História do disco
“A fome ensina a gente a caçar. A gente viu que a situação estava feia. Foi a época das metáforas. A gente falava por meio das metáforas. E o público entendia”, disse Ednardo, em entrevista para o blog de Augusto Diniz no site da revista ‘Carta Capital’. O cantor, que ganhou um piano aos cinco anos, foi arrebatado pela música desde então, não parou mais e acabou sendo um dos artistas fundamentais da música brasileira nos anos 1970.

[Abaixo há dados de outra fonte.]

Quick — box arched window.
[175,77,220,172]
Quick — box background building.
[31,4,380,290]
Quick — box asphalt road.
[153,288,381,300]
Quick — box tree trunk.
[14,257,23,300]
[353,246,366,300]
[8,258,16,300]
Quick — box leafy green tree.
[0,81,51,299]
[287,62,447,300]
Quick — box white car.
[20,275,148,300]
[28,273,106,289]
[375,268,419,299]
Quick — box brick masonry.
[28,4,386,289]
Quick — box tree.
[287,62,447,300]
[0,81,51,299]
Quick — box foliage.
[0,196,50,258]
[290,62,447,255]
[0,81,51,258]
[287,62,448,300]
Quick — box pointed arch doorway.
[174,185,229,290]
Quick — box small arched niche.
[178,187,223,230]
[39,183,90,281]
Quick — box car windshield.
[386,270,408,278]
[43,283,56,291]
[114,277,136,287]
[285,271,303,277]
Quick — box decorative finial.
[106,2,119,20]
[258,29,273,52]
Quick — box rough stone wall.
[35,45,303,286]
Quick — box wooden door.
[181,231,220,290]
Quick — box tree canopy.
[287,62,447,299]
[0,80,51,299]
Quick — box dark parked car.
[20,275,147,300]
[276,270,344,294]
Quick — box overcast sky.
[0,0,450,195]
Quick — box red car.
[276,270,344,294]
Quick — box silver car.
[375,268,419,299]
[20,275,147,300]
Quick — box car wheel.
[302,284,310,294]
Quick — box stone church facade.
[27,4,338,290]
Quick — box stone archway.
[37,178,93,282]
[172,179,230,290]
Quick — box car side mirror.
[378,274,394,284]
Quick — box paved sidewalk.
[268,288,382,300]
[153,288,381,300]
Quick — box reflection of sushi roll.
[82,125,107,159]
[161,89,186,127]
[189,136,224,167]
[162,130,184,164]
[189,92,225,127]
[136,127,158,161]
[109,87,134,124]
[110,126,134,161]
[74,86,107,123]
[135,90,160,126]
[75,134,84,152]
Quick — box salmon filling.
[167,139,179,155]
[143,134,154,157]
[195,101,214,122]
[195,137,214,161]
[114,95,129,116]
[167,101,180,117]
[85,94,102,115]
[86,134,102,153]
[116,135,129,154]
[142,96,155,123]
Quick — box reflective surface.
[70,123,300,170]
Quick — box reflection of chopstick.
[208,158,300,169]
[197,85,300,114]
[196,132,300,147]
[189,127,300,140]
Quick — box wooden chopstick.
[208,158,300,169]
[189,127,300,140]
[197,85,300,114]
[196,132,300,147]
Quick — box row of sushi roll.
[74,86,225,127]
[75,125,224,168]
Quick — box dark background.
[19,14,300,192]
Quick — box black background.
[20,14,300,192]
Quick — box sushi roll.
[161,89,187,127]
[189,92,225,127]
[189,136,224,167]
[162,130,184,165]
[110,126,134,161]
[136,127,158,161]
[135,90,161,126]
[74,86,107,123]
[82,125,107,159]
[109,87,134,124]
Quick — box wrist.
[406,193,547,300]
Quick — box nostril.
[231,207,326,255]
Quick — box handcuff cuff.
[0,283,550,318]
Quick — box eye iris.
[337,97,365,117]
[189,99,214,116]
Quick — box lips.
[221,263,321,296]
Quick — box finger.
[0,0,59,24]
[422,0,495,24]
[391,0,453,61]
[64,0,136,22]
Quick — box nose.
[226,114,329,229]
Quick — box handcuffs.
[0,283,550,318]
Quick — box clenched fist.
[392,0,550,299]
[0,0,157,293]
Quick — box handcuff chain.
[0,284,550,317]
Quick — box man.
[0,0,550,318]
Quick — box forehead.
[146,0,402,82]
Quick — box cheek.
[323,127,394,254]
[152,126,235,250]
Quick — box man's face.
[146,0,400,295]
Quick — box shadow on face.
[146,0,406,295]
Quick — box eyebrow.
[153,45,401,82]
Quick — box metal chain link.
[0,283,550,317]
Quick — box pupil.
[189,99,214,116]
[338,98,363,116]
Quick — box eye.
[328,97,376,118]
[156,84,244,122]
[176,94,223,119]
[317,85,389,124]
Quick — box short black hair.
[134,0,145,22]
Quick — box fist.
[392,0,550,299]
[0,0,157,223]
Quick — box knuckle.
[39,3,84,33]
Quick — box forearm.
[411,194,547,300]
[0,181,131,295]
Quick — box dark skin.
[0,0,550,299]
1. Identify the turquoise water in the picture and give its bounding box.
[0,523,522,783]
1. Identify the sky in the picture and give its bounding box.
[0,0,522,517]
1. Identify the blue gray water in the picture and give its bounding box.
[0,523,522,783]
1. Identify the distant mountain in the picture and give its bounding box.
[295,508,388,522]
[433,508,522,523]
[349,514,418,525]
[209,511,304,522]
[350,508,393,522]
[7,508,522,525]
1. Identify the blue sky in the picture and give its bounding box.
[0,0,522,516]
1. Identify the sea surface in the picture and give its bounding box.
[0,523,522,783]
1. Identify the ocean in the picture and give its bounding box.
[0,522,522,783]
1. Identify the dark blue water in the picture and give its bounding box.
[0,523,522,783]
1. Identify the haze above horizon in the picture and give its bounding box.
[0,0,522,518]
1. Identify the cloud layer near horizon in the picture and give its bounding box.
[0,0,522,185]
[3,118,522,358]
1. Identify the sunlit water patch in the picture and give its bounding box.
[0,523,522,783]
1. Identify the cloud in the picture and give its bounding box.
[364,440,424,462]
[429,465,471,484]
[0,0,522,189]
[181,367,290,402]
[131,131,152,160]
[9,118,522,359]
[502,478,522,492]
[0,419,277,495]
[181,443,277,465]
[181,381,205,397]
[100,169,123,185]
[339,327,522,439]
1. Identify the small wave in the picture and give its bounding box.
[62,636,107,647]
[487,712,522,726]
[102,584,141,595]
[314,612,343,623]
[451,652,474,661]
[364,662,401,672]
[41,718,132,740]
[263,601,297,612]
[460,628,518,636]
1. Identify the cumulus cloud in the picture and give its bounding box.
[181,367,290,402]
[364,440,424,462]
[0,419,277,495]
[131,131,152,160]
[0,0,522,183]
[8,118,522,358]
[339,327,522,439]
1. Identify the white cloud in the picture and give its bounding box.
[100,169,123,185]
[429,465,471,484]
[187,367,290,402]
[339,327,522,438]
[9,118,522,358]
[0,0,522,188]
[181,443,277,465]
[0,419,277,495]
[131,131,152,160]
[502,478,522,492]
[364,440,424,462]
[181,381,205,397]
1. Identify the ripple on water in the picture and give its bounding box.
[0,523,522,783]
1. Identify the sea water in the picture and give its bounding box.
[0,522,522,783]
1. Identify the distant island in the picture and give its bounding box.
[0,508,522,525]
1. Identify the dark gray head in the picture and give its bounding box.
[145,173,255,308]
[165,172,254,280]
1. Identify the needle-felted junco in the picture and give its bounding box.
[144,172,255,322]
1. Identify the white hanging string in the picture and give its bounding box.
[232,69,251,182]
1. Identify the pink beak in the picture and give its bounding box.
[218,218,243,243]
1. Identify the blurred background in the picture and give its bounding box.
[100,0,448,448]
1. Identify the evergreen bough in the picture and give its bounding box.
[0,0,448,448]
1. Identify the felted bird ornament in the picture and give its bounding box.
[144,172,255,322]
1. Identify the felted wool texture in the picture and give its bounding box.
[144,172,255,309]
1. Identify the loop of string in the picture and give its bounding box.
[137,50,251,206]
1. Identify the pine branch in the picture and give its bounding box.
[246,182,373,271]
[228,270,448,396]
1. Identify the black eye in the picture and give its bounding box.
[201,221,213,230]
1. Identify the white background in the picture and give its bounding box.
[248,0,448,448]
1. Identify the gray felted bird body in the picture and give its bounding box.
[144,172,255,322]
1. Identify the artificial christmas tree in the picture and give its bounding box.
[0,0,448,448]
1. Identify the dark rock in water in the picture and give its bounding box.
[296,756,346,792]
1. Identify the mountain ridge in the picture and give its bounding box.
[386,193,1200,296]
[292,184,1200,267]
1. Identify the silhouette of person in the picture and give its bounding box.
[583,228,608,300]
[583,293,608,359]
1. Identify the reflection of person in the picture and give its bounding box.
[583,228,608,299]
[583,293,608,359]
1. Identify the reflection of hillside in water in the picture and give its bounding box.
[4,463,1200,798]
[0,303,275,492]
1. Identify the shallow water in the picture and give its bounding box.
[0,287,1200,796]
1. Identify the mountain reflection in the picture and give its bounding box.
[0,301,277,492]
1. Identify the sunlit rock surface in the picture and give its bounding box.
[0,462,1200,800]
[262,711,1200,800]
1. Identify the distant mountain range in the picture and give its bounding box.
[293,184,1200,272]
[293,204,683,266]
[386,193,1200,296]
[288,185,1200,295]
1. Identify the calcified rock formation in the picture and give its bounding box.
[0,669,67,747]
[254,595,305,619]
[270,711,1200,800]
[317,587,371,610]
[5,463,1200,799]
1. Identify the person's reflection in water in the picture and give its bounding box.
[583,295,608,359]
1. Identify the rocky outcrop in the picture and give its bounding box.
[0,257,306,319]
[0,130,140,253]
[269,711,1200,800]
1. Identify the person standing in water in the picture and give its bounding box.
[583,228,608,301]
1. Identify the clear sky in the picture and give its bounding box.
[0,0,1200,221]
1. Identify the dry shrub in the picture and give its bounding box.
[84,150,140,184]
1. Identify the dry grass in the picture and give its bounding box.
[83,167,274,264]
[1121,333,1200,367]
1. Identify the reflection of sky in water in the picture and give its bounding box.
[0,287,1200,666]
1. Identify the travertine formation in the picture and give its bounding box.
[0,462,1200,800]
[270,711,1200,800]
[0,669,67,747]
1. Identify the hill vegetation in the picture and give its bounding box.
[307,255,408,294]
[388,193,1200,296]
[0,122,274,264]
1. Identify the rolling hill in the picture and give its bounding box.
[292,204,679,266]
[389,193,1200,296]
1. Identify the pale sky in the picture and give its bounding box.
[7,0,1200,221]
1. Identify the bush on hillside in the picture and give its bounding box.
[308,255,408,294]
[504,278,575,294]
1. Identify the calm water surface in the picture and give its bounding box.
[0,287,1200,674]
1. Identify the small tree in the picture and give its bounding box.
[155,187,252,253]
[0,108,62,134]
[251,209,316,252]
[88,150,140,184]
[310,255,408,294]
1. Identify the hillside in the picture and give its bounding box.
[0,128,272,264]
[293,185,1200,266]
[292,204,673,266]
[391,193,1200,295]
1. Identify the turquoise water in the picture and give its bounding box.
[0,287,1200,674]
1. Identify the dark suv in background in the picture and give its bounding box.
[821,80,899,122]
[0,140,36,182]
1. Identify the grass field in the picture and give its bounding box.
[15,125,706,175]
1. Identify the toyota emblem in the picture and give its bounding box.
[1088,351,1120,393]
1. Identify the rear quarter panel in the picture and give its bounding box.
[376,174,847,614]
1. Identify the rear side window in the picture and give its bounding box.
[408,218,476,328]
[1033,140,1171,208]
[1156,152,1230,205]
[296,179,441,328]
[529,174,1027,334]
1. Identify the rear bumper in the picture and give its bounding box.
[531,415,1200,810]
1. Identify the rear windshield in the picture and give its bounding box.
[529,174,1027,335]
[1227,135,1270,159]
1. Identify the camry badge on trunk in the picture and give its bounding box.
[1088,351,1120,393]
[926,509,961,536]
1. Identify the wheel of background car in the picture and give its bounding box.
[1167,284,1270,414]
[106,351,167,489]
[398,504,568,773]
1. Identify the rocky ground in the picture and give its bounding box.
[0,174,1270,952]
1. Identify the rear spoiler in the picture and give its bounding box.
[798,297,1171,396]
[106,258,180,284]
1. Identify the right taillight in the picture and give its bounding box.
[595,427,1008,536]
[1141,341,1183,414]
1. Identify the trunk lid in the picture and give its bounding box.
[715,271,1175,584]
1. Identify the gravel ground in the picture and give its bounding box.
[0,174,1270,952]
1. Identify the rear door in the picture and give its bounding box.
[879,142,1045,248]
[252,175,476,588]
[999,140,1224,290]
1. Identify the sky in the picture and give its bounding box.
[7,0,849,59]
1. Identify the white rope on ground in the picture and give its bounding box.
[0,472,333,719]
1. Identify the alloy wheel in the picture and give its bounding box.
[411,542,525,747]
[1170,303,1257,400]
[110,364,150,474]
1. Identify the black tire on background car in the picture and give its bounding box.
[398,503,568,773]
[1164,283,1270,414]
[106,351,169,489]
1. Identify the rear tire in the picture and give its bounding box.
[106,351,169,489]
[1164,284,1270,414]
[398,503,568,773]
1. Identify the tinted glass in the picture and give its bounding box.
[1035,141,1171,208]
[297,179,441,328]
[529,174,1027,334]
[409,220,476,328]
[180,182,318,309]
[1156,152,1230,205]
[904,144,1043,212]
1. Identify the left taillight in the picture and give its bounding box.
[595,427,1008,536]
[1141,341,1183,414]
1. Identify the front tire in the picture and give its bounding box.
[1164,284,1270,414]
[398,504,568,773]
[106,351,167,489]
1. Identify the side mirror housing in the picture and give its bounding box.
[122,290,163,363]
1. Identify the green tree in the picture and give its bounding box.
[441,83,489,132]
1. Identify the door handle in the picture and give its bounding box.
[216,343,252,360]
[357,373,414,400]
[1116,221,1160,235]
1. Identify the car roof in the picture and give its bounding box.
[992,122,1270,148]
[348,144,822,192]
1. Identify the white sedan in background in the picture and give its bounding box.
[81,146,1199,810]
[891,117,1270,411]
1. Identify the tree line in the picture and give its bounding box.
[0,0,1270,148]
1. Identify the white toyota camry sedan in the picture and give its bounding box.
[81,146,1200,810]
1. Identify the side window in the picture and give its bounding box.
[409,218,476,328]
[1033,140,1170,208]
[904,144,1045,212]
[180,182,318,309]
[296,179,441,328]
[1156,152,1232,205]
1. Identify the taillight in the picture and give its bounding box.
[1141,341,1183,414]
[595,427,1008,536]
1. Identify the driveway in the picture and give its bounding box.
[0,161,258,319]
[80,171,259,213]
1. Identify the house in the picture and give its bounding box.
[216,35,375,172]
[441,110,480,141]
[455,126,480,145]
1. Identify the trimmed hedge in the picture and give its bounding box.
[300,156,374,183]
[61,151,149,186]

Quando os pais descobriram que ele largaria o curso de Engenharia Química a dois meses da formatura e um emprego na Petrobras, desses de ficar a vida inteira e garantir estabilidade e uma boa aposentadoria, eles não ficaram nada satisfeitos. Mas José Ednardo Soares Costa Sousa parecia estar destinado a fazer música desde a infância, talento aprimorado ainda na adolescência com aulas particulares. Ainda aprendeu a tocar violão sozinho e, aos 23 anos, já era um músico quase completo.
Ao começar a tocar na noite, conheceu uma série de artistas da mesma idade no Bar do Anísio, no bairro do Mucuripe, em Fortaleza. Fausto Nilo, Augusto Pontes, Fagner, Belchior, Amelinha, Rodger Rogério, Téti e Petrúcio Maia e Jorge Mello faziam parte dessa efervescência musical que transformou a vida da cidade e deles próprios em um futuro não muito distante, com muito encorajamento, compartilhamento de histórias e, principalmente, música.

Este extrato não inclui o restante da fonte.